Moosa specializes in classical and medieval Muslim thought, Islamic ethics/law, and religion and modernity.

==Publications==
Moosa has contributed articles to Middle East Law and Governance, Journal of the American Academy of Religion, Journal for Islamic and Near Eastern Law, The Journal of Law and Religion, Islamic Studies, History of Religions, Islamic Law and Society, and Der Islam, among others. He authored Ghazali and the Poetics of Imagination (UNC Press, 2005), which won the American Academy of Religion's Best First Book in the History of Religions Award in 2006. He authored What Is a Madrasa?, an introduction to madrasas in India and Pakistan, which according to Maryam Kashani, "contributes a South Asian perspective to the rich scholarship on Islamic education."
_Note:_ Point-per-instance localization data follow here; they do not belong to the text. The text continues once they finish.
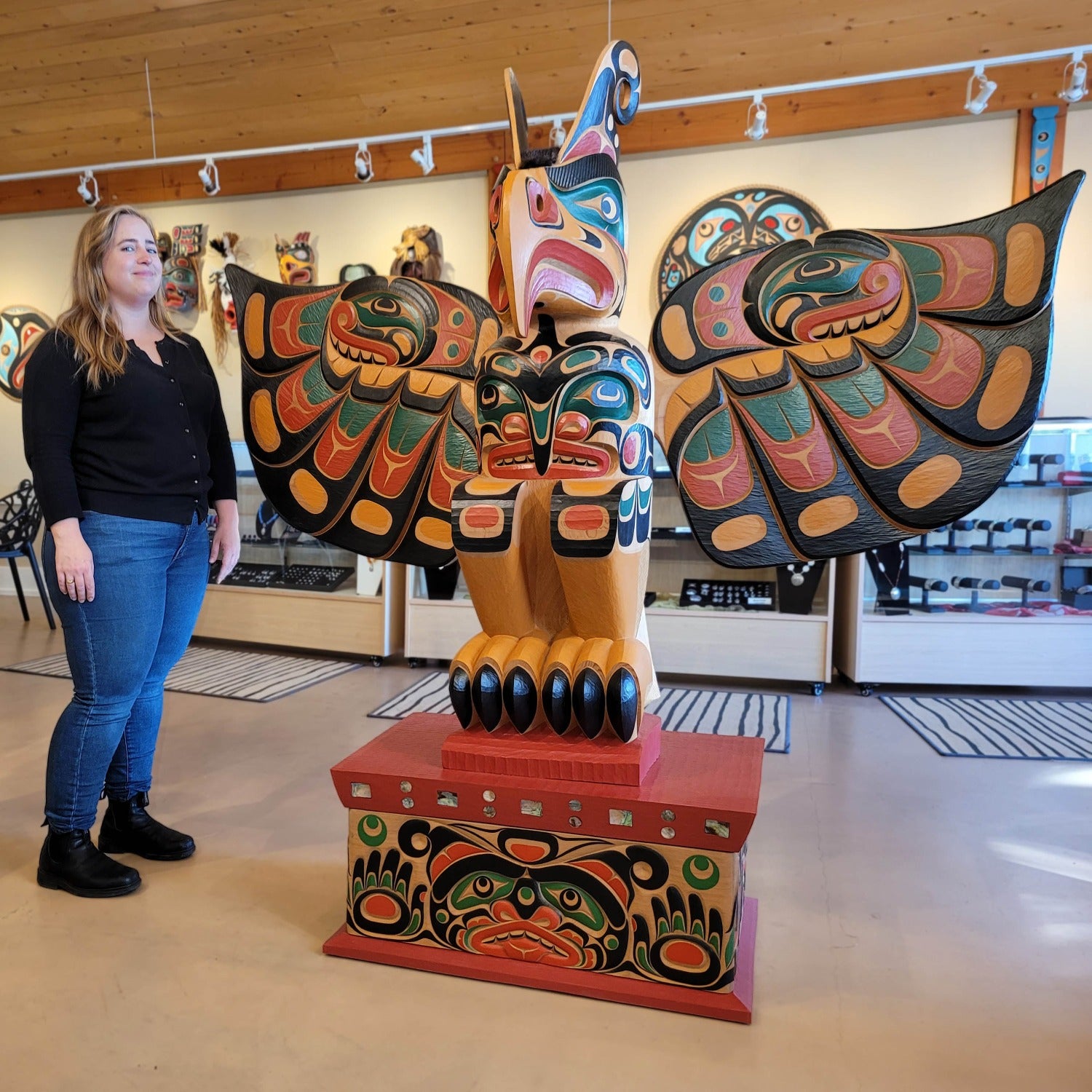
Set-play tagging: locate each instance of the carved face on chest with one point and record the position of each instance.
(552, 411)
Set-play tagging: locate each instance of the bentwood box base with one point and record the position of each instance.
(631, 893)
(735, 1007)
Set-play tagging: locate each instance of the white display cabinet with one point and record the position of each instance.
(293, 591)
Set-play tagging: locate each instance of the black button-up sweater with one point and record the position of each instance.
(151, 445)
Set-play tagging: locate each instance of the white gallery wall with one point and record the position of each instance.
(895, 178)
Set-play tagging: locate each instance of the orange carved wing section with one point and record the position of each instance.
(358, 406)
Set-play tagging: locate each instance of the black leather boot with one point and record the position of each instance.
(128, 828)
(69, 862)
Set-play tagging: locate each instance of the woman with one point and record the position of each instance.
(126, 437)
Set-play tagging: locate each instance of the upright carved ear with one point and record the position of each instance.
(517, 118)
(611, 100)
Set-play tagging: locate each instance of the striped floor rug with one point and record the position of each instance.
(1000, 727)
(225, 673)
(709, 712)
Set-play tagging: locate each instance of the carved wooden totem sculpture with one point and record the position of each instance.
(816, 397)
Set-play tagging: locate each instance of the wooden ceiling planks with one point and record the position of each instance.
(245, 74)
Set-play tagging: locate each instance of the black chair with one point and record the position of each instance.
(20, 521)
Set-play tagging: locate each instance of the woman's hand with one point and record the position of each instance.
(76, 567)
(225, 539)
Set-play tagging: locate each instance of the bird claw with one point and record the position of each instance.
(587, 684)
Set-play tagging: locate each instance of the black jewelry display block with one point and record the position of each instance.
(727, 594)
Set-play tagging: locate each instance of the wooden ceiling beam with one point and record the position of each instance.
(904, 102)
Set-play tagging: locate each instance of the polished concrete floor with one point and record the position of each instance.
(924, 924)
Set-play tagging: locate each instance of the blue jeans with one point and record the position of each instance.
(150, 582)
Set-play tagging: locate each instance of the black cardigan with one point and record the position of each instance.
(151, 445)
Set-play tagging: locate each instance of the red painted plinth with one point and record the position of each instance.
(699, 780)
(543, 755)
(735, 1006)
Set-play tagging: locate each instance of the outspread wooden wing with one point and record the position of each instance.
(358, 406)
(831, 395)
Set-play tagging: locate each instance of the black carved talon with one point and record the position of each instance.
(622, 703)
(459, 688)
(587, 703)
(487, 697)
(521, 698)
(557, 700)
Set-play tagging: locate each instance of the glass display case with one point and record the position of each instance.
(292, 590)
(1002, 598)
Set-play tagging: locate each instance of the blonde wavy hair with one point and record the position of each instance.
(90, 323)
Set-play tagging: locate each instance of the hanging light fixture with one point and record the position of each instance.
(210, 178)
(756, 119)
(362, 163)
(423, 155)
(87, 188)
(1075, 80)
(978, 90)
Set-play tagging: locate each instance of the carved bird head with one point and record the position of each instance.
(557, 218)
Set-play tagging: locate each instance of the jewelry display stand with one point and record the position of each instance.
(797, 587)
(893, 578)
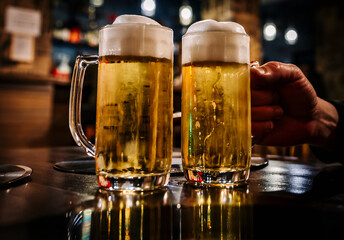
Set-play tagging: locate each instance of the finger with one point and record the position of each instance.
(259, 129)
(266, 113)
(259, 98)
(274, 72)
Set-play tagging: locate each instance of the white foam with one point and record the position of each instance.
(134, 35)
(209, 40)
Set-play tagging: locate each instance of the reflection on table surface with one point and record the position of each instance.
(286, 199)
(202, 213)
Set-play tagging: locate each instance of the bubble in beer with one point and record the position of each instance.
(202, 42)
(127, 34)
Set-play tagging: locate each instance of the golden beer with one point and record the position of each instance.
(133, 148)
(134, 116)
(216, 104)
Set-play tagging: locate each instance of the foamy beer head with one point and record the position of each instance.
(133, 35)
(210, 40)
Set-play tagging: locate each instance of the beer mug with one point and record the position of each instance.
(216, 104)
(133, 146)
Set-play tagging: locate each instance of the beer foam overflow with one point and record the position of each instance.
(134, 31)
(202, 42)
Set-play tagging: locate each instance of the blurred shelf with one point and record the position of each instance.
(32, 79)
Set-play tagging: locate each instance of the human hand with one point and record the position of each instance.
(285, 108)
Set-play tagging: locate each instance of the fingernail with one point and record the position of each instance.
(261, 70)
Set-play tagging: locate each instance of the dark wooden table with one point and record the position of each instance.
(285, 200)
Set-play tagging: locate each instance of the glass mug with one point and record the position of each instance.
(133, 147)
(216, 104)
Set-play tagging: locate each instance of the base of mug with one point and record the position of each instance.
(216, 178)
(137, 183)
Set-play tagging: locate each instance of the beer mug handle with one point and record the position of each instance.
(81, 63)
(254, 64)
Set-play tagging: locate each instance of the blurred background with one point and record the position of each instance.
(40, 39)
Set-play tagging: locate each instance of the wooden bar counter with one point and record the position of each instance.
(284, 200)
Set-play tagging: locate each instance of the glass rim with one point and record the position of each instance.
(119, 25)
(216, 32)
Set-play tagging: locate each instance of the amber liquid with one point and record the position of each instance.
(134, 116)
(216, 117)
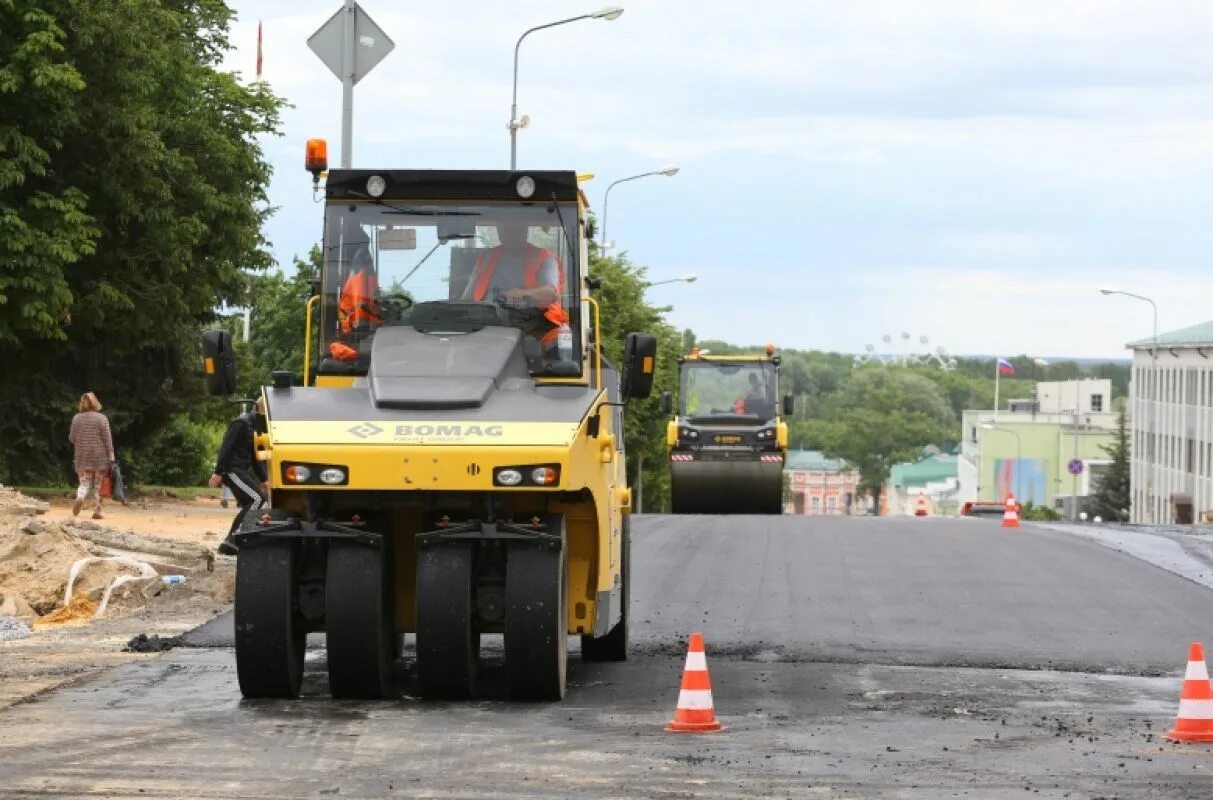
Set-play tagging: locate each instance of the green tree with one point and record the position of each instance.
(278, 320)
(882, 416)
(1112, 495)
(624, 309)
(132, 192)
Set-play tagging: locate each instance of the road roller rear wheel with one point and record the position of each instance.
(448, 641)
(360, 621)
(537, 617)
(269, 635)
(614, 645)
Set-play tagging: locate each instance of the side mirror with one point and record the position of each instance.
(639, 363)
(218, 363)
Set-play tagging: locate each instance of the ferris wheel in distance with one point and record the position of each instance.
(909, 350)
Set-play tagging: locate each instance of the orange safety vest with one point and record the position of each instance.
(488, 263)
(358, 303)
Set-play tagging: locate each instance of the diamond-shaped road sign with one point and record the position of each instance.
(371, 45)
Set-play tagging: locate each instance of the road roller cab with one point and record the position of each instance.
(453, 464)
(727, 441)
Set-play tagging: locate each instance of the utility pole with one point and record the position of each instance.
(349, 43)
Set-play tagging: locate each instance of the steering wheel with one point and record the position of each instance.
(394, 306)
(519, 313)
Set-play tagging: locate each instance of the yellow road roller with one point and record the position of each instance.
(727, 441)
(453, 463)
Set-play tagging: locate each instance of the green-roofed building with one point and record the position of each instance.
(818, 485)
(1171, 413)
(935, 476)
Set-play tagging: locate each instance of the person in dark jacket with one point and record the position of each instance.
(237, 467)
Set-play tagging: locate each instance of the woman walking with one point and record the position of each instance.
(94, 451)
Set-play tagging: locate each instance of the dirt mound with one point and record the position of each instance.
(55, 572)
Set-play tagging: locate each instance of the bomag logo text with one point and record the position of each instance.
(461, 432)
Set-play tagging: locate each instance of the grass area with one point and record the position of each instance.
(177, 492)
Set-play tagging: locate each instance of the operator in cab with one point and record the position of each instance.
(516, 270)
(519, 274)
(358, 307)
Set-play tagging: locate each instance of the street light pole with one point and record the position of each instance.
(1154, 383)
(609, 13)
(668, 171)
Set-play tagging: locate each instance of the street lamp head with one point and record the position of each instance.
(609, 13)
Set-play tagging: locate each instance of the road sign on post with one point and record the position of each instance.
(351, 45)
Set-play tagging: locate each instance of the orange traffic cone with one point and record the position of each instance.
(1011, 516)
(1194, 723)
(695, 713)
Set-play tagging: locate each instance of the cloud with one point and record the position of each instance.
(964, 171)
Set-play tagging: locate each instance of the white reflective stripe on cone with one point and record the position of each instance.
(695, 700)
(1195, 710)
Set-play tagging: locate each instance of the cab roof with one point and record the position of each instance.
(453, 184)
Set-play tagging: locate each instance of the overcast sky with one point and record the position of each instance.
(967, 171)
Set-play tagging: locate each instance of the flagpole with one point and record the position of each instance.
(997, 373)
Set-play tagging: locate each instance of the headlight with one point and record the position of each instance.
(297, 474)
(332, 476)
(544, 475)
(508, 476)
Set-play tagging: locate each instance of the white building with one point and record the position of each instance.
(1088, 395)
(1172, 451)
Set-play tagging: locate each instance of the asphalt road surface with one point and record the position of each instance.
(849, 658)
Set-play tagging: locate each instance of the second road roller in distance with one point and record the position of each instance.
(454, 466)
(727, 443)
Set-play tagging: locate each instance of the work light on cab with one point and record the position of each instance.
(332, 476)
(297, 474)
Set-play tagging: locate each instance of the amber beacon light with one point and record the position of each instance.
(315, 159)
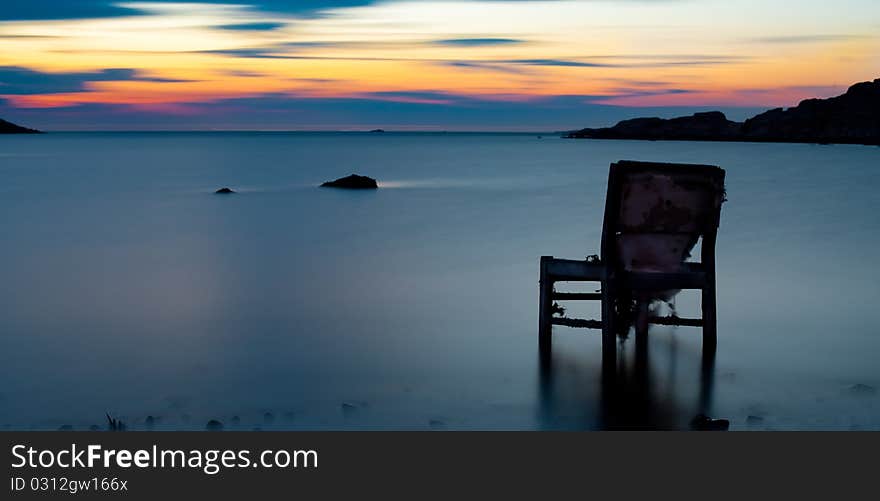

He edited and wrote the introduction to Fazlur Rahman's Revival and Reform in Islam: A Study of Islamic Fundamentalism (Oneworld, 1999), Islam in the Modern World (with Jeffrey Kenney; Routledge, 2013), and Muslim Family Law in Sub-Saharan Africa: Colonial Legacies and Post-colonial Challenges (with Shamil Jeppie and Richard Roberts; Amsterdam University Press, 2010).